FESTIVAL DOTTRINA SOCIALE DI VERONA: DA NAPOLI GLI IMPRENDITORI DELL’IMPEGNO

Napoli porta al Festival della Dottrina sociale di Verona il suo messaggio di impegno e di azioni.

Amedeo Manzo, presidente della Banca di credito cooperativo di Napoli aveva lanciato alla sala del Vasari all’inizio di novembre un’anteprima dell’iniziativa che da anni la Fondazione Toniolo con Don Adriano Vincenzi porta avanti. “Abbiamo coscienza dell’importanza del nostro contributo di imprenditori che lavorano per far crescere una società più sana, efficiente e innovativa. Un confronto importante per il Paese perché se il Sud cresce bene e nella legalità  ne beneficia tutta Italia. Con tanti protagonisti dell’economia impegnati nel sociale Napoli anche qui ha saputo dare un notevole contributo di idee.

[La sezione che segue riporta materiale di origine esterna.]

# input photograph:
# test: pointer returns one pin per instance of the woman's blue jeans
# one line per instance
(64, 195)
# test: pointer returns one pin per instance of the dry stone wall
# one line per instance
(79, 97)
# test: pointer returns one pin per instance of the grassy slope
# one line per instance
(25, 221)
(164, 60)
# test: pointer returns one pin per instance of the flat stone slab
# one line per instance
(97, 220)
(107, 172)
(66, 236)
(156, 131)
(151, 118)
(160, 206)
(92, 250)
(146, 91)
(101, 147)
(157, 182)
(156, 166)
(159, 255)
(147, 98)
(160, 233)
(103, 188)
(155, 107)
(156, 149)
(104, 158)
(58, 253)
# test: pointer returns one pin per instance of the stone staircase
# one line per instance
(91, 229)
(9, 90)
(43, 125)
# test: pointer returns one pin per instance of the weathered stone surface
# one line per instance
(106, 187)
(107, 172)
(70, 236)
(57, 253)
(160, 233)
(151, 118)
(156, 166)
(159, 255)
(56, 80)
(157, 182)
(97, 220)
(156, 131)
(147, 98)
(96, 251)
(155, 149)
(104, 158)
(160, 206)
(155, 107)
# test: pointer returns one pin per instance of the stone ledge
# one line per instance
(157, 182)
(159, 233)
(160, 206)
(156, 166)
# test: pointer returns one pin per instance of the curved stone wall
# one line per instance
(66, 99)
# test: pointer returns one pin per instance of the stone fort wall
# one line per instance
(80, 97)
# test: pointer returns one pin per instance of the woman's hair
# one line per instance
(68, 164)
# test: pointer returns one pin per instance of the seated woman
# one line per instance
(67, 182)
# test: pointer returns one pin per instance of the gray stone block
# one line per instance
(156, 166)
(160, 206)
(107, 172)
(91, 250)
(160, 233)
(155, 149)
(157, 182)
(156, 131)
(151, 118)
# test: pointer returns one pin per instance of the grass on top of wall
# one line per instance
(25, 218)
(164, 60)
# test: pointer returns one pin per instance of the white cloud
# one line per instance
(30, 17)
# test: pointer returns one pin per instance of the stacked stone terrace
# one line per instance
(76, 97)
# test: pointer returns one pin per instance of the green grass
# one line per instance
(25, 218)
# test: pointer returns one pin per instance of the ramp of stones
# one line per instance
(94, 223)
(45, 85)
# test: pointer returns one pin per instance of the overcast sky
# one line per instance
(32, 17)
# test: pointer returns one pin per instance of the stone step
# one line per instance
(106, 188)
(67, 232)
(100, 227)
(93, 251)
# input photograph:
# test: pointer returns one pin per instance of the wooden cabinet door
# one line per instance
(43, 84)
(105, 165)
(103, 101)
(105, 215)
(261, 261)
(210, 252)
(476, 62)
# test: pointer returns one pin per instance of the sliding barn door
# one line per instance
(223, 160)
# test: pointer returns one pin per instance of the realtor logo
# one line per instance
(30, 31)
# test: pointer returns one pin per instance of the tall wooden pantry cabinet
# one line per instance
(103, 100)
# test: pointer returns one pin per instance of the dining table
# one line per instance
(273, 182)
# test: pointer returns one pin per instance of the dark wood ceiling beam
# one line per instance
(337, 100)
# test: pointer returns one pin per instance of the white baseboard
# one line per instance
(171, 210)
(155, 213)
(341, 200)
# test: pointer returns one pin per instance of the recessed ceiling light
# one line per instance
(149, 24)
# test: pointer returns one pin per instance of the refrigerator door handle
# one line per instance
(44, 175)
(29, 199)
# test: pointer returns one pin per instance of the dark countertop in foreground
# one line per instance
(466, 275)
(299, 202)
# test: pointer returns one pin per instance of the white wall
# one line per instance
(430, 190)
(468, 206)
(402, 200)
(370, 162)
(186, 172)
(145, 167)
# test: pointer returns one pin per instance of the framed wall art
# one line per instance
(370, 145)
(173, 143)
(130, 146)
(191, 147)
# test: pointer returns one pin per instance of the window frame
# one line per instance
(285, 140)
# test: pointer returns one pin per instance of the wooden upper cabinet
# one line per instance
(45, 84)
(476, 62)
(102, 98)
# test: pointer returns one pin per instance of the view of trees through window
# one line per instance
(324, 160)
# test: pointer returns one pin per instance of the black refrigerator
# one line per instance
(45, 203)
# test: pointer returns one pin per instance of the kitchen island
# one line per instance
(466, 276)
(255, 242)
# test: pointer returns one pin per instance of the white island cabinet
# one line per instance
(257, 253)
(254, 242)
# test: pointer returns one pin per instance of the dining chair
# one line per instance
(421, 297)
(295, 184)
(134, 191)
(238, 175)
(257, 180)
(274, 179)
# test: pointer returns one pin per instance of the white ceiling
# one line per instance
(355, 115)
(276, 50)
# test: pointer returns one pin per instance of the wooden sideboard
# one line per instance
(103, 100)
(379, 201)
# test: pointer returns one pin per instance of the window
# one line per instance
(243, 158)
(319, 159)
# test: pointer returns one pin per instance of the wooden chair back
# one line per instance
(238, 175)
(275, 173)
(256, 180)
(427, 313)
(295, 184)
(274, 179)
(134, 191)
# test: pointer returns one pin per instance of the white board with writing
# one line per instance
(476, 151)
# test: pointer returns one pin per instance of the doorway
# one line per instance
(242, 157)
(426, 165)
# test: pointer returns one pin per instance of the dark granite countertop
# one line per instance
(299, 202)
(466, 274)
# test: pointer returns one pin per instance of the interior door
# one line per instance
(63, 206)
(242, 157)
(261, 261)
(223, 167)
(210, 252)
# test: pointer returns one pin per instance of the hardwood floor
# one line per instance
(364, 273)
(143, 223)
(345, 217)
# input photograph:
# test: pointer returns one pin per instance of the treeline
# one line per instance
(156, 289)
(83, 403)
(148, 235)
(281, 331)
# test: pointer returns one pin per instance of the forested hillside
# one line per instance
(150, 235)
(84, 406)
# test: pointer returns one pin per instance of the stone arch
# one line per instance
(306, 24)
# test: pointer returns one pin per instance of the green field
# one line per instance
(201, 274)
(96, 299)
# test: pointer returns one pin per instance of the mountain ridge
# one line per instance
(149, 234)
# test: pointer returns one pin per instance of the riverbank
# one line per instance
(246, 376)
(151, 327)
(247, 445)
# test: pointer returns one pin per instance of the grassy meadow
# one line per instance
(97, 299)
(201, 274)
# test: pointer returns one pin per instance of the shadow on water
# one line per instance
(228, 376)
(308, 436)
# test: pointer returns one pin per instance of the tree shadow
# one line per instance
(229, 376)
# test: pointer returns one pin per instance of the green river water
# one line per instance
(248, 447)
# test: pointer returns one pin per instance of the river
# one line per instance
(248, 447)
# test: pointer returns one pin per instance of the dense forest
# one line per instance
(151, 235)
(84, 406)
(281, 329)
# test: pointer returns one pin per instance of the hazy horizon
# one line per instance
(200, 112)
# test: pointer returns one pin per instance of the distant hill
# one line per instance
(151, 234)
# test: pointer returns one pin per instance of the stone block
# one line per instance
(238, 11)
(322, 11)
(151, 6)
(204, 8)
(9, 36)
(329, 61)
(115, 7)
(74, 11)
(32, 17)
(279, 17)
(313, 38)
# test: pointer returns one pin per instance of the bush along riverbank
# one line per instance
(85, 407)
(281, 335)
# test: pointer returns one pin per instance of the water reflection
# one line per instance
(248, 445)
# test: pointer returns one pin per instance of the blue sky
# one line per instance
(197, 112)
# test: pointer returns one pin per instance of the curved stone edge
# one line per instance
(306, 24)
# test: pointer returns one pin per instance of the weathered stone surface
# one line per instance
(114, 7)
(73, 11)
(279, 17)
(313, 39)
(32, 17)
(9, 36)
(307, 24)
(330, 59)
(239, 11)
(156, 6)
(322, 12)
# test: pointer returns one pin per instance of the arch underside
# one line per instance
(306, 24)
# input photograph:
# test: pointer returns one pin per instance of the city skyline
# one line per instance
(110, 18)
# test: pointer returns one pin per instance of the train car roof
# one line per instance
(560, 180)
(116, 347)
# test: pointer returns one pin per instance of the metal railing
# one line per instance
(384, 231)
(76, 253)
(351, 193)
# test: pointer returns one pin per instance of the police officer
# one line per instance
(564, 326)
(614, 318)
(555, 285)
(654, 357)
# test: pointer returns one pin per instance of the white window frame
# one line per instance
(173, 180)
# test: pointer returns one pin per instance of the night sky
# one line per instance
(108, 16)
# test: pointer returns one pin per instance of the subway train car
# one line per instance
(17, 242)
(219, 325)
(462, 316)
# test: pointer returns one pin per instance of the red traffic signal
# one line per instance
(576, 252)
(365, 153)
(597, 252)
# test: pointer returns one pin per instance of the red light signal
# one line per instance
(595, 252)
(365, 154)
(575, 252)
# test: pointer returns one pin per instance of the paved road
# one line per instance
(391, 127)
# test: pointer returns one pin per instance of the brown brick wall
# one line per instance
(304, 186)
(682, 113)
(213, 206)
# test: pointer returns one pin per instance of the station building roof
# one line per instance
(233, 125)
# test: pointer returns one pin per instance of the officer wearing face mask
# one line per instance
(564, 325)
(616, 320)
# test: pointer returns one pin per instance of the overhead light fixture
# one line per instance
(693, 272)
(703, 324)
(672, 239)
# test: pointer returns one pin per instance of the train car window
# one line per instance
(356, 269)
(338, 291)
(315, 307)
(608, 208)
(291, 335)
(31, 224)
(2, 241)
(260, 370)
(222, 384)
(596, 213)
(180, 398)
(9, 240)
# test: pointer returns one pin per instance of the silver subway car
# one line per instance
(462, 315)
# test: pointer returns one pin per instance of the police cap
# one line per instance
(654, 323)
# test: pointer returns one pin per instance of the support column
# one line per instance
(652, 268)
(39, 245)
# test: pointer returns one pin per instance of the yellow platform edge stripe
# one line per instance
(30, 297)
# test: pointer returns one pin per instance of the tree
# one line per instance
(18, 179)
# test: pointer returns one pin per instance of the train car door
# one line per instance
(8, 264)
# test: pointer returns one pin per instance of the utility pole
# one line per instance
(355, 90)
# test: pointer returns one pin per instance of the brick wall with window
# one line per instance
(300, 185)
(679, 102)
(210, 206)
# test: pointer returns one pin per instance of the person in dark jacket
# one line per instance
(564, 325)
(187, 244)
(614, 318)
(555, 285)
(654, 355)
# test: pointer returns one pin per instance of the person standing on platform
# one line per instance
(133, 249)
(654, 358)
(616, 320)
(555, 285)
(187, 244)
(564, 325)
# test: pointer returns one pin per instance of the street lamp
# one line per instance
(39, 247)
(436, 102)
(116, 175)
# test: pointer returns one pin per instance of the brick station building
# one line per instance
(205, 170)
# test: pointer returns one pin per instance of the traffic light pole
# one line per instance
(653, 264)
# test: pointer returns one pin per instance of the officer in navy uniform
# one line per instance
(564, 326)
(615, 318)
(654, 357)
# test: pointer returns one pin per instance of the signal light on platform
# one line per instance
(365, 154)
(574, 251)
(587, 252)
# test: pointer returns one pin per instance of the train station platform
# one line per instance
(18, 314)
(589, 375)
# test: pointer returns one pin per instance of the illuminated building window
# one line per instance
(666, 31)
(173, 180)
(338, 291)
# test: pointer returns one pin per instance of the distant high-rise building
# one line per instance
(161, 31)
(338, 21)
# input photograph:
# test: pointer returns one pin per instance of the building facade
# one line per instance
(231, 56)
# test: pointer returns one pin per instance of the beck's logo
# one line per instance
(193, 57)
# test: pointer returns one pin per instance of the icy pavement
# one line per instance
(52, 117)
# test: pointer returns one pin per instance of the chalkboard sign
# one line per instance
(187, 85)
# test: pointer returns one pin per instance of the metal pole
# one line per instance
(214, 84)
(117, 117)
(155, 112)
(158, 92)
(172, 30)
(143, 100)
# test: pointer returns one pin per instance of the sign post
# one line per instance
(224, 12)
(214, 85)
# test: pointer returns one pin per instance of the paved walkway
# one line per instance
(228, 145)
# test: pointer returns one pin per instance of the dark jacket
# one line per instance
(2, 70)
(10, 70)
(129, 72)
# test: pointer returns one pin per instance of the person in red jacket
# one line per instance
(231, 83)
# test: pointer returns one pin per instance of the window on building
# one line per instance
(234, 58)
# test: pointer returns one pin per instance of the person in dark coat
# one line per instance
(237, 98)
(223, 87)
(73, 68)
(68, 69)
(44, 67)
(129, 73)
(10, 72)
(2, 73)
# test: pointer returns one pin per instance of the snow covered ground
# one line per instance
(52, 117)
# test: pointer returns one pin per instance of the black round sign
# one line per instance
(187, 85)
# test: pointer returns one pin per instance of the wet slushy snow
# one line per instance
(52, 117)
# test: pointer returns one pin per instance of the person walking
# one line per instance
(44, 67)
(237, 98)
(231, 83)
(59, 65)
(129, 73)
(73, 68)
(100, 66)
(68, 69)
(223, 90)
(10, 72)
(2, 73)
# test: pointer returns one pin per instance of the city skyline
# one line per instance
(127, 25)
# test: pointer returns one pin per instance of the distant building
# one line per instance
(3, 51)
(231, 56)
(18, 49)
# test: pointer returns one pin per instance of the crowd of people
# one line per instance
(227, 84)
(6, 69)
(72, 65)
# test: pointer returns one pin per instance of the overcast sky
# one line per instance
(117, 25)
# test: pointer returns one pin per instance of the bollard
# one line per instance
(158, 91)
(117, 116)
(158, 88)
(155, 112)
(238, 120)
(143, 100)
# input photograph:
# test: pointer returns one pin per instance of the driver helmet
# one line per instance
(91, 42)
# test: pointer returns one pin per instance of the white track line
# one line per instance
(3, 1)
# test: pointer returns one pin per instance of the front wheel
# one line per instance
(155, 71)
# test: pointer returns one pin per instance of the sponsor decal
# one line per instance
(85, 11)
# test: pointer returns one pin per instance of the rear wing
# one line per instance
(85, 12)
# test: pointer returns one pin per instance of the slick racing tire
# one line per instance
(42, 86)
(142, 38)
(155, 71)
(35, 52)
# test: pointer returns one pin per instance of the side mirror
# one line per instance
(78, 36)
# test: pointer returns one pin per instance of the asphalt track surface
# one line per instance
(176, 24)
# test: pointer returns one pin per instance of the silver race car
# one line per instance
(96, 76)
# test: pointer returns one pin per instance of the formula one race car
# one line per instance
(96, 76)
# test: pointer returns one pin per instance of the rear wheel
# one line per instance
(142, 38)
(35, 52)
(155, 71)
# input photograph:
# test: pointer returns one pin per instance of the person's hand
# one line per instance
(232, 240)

Noi, come recita il tema del Festival, continuiamo a operare in mezzo alla gente”, ha spiegato Manzo durante l’incontro sul tema “I cooperatori e il cambiamento” che, dopo il video messaggio del Papa ha visto, tra i protagonisti Nunzio Galantino, della Cei, Paolo Bedoni, di Cattolica, Stefano Zamagni e il sottosegretario alla giustizia Cosimo Maria Ferri. Dopo l’anteprima napoletana a Verona tanti sono stati i protagonisti della città che hanno seguito Manzo al Festival nella città di Catullo. Tra questi il presidente di Confcooperative Ferdinando Flagiello, gli imprenditori il cavaliere Stefania Brancaccio, Giuseppe Boccia, Angelo Bruscino, Giuseppe Ferrieri, Livio Varriale, Michele Lignola di Unione Industriali, Michele Mustilli, consigliere economico del governatore.